It’s quite common; furthermore, the only Lyapunov on that list who was alive at the time the Kukolnik play was written (it’s from 1835) was the astronomer, and he was only a teenager. So it would not have carried any particular connotations.
Prokopiy Lapunov was an actual historical figure, one of the military leaders during the Time of Troubles. No idea whether Lapunovs the scientists are relations.
Ah, of course — I should have realized that as a historical play it probably had historical characters!
For the Darwins there is the set {Charles, Erasmus}, and for the Feynmans there is {Richard, Joan}, though in both cases most of the fame is attached to one member.
The list. The comments are quite decent, as often at the Grauniad when the subject isn’t too political. Of course the list should have been called “101 good plays”, per Northrop Frye’s comment that what matters in art is not comparative greatness, but positive goodness or genuineness.
I have seen perhaps half these plays performed (for thirty years Gale and I went to see a play off-Broadway, or sometimes off-off, every Thursday, until we were priced out of the market), and have read quite a few more, and they are indeed good plays. My main gaps are in the Spanish and Italian drama, though I did persuade (through the medium of an audience survey) the Jean Cocteau Theater (pbuh) to put on Pirandello’s “Six Characters”.
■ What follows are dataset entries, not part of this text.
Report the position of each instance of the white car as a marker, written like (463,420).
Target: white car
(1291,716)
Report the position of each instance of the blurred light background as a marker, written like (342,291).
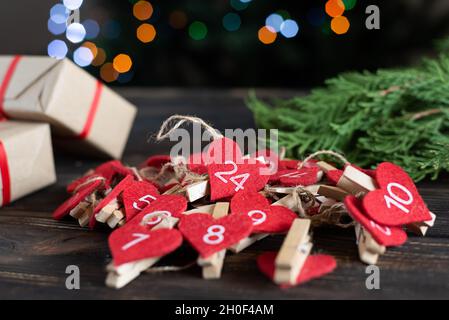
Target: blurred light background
(219,43)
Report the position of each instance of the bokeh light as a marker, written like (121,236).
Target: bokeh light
(83,56)
(316,17)
(111,29)
(125,77)
(73,4)
(92,28)
(56,28)
(143,10)
(349,4)
(274,21)
(335,8)
(122,63)
(57,49)
(59,13)
(75,32)
(198,30)
(100,57)
(289,28)
(340,25)
(178,19)
(267,35)
(239,5)
(108,73)
(146,32)
(92,47)
(232,21)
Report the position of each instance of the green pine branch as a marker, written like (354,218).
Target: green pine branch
(391,115)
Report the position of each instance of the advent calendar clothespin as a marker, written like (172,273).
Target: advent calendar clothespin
(293,253)
(213,265)
(369,249)
(421,228)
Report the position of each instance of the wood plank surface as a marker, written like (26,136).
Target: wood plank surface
(35,250)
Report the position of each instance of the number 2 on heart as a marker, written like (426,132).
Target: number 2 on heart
(233,179)
(395,200)
(139,237)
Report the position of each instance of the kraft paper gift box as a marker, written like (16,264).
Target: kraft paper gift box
(26,159)
(85,116)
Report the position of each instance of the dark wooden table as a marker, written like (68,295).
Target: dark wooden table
(35,250)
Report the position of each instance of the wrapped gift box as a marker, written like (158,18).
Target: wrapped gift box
(26,159)
(85,116)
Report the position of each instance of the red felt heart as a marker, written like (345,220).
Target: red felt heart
(163,207)
(315,267)
(386,236)
(266,218)
(135,242)
(230,178)
(208,235)
(137,196)
(73,201)
(118,189)
(397,202)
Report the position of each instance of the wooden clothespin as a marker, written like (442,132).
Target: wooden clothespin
(213,265)
(197,190)
(369,249)
(245,243)
(84,216)
(356,182)
(120,276)
(294,252)
(209,208)
(332,192)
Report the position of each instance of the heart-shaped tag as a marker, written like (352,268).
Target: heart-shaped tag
(165,206)
(397,202)
(386,236)
(229,178)
(315,267)
(208,235)
(137,196)
(73,201)
(135,242)
(266,218)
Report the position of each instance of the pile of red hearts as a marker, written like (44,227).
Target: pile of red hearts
(224,201)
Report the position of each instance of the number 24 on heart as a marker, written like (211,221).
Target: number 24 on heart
(243,177)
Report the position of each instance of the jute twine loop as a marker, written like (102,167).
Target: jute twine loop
(170,268)
(87,182)
(323,152)
(175,121)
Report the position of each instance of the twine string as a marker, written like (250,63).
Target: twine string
(323,152)
(175,121)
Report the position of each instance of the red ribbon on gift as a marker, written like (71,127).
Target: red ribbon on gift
(6,182)
(92,109)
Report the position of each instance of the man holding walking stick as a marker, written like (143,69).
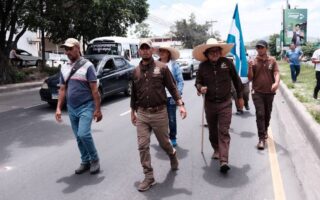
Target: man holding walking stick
(214,80)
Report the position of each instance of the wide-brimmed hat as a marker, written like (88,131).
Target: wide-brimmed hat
(70,42)
(198,51)
(174,53)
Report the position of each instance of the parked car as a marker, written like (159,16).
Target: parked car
(114,75)
(27,59)
(187,63)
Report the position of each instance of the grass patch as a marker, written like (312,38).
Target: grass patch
(303,88)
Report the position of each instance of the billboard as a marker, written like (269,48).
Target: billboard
(295,26)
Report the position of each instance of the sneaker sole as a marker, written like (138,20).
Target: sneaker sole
(224,169)
(152,184)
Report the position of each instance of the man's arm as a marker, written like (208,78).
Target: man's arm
(61,98)
(97,115)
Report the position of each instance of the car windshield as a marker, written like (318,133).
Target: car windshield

The comments are quite decent
The first one had such a belligerent-asshole vibe I didn’t proceed farther.
A very interesting list; as I say, I’m not a theater person, so I’ve never even heard of a lot of the plays and seen very few — I’m deeply impressed that you’ve seen half or thereabouts. I wouldn’t have guessed you to be such a devotee of the stage!
I have to admit I was surprised to find a Gorky play there — I think of him more as a Soviet idol than a good writer, though I enjoy his autobiographical trilogy. Has anyone here seen Summerfolk (aka The Summer People, in the original Дачники ‘people who spend time in dachas’)? Is it deserving of being in such distinguished company?
A British family comparable to the Lyapunovs would probably be the Huxleys, including Darwin’s bulldog, as well as Aldous, Julian, and Andrew, among others.
All the prominent Lyapunovs of the 19th and 20th centuries seem to have descended from Vasily Lyapunov (1778-1847), a “syndic” at the Kazan university. His son Mikhail, a student of Lobachevsky’s, was an astronomer and the father of the three Lyapunovs mentioned by Athel Cornish-Bowden above – of which Alexander is probably the best known, at least among mathematicians and natural scientists. The other, equally mighty, Lyapunov branch sprang from Mikhail’s elder brother Victor (1817-1856), a doctor (he died during a cholera outbreak), the father of Alexandra and Sophia. Alexey N. Krylov, the famous Russian naval engineer, was Sophia’s son and Petr Kapitsa’s father-in-law. Victor Henri was Alexey Krylov’s half-brother and first cousin.
Victor Lyapunov was also the great-grandfather of Alexei (or Alexey) A. Lyapunov, probably the best-known of the 20th-century Lyapunovs. A few links in case you’ve never heard of him: Kiselev; Fet; Genealogy (in Russian).